Preaching a sermon like this reminds me of the story of the well-meaning but rather blundering man whose parish had recently gotten a new Rector. Greeting the Priest at the door after Mass, and wanting to say something nice, he blurted out “I must say we at St. Swithin’s Church didn’t know what sin really is – until you came to be our priest!”

Sin is not a word, not a concept to be used only by religious fanatics or in hell fire and damnation sermons, or even by newspaper headline writers looking for a synonym for illicit sex. Sin is simply what happens when, like the Prodigal Son, we say to God “I’m going my way, I’m going to do my own thing, and I don’t really care about yours!” It’s what happens when we take the freedom God has given us and abuse it, winding up separated from other people and from God. It’s a very human and very common failing. Even the great Apostle for whom this parish is named experienced it. You may remember his emotional outburst when he said “the things I know I shouldn’t do, I do so often, and the things I know I should do, I don’t do!” How painfully familiar that sounds!

One of the often overlooked messages of the story of the Prodigal Son is that the father did not go after his son to try to force him to return home. God never compels anyone to receive or use divine grace, but (and it’s the biggest possible “but”) as the parable makes so clear, God is there, always there, waiting, loving, and ready to forgive.

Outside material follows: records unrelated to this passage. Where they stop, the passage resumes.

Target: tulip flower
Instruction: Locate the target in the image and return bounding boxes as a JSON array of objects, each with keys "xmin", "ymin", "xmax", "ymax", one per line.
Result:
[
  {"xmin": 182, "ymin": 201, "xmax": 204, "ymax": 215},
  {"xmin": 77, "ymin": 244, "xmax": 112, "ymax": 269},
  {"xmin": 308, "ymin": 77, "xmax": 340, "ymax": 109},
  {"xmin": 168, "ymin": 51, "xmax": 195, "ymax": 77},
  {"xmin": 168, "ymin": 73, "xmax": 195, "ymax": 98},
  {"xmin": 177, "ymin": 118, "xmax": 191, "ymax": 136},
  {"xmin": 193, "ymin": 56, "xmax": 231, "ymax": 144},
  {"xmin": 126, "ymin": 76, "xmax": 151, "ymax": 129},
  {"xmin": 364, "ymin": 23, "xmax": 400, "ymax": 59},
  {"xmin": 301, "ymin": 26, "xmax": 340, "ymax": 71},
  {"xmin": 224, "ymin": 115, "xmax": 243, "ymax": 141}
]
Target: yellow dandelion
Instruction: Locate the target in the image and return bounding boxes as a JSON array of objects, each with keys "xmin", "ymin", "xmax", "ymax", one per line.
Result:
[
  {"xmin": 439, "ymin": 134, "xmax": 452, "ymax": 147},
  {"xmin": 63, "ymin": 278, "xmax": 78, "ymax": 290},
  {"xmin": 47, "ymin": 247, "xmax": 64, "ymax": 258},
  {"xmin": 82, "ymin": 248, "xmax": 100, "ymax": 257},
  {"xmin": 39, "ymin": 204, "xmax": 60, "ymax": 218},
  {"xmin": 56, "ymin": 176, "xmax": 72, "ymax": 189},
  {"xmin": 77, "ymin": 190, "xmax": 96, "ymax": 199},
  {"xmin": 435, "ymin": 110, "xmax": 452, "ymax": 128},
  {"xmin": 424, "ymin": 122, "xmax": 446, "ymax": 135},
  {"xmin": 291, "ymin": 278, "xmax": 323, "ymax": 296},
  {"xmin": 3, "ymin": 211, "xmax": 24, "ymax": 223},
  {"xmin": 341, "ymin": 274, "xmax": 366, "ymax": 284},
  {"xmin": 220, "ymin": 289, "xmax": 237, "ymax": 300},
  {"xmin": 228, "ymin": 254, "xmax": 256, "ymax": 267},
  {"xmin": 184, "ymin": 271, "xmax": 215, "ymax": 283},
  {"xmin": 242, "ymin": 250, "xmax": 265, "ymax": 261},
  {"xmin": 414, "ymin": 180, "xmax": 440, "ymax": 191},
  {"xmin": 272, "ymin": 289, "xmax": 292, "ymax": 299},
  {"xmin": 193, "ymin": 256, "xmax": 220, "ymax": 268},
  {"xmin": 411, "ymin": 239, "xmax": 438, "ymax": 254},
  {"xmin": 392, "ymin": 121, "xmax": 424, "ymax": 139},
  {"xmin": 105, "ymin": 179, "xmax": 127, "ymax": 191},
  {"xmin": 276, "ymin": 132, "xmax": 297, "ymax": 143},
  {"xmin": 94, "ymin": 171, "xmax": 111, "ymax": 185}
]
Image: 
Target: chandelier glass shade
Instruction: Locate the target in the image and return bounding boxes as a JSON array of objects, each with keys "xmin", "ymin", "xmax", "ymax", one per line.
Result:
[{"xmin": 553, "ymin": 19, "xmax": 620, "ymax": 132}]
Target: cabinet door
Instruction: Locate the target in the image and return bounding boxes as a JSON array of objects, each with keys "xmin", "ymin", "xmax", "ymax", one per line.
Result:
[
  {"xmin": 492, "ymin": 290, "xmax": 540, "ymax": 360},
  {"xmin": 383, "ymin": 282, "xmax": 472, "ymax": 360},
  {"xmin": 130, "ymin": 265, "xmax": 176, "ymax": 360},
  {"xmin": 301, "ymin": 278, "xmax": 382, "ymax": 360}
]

When I was a college student, I used to like to drop into my home parish, The Church of the Advent in Boston, which, in those long-ago more peaceful days, was always open so that people could come in and pray. Usually I’d go late in the afternoon when the church was generally empty and so very quiet. Near the back, there is a wooden statue of Jesus vested as a priest in Eucharistic vestments. It’s not a big statue – perhaps three feet tall, if that. Unless some of the votive candles in front of it have been lit, it’s easy to miss in the shadows. But that simple statue, with arms outstretched always seemed to me to ask the question Our Lord poses to each one of us: “How about it – do I matter to you?”

Some years ago, I had the privilege of being the Priest in Charge of St. Peter’s Church in Springfield, Massachusetts, a wonderful inner city parish which is in a somewhat depressed section of that city. There is a shrine in that church, an almost life-size figure of Jesus. Originally, the statue was an elegantly polychromed wood carving of the Lord clad in white and gold vestments, with one hand pointing to his bright red heart. The statue stood in a chapel which was attached to the nave of the church. A number of years before I came to that parish, a fire had destroyed the chapel and, while the statue had been rescued, it was badly charred. In place of the sparkling white vestments, the whole figure was black charcoal from top to bottom, but still recognizable as a figure of Jesus. It seemed to me to speak all the more powerfully of the Rabbi from Nazareth who suffered because of human sin, but whose love remained then, and remains now, even as he asks for our love and faithfulness. Kneeling at that shrine and lighting a candle, I could just hear Jesus asking the same questions I heard in Boston, namely “How about it? Do I matter to you?” Questions he poses even now, even this moment, to each one of us: “How about it? Do I matter to you?”

May this Lent continue to be a time of renewal, of growth, of re-turning to God for each one of us. May the Parable of the Prodigal Son remind us that we have been, and are, prodigal sons and daughters, that we are lost appointment books, coins, or sheep, which is to say that we are sinners. We are those things, but also, and most important of all, we do well to remember that the coin, the sheep, and even my appointment book, did not stay lost – they were found!

Think of this: the Prodigal Son not only returned home, but was loved, welcomed, and forgiven by his father, even as you and I are loved, welcomed, and forgiven by God.

Ask yourself: What does that really mean to you? Does it matter? Does Jesus matter?

+ In the Name of the Father and of the Son and of the Holy Spirit.

 

The Reverend Alfred T. K. Zadig, Sr.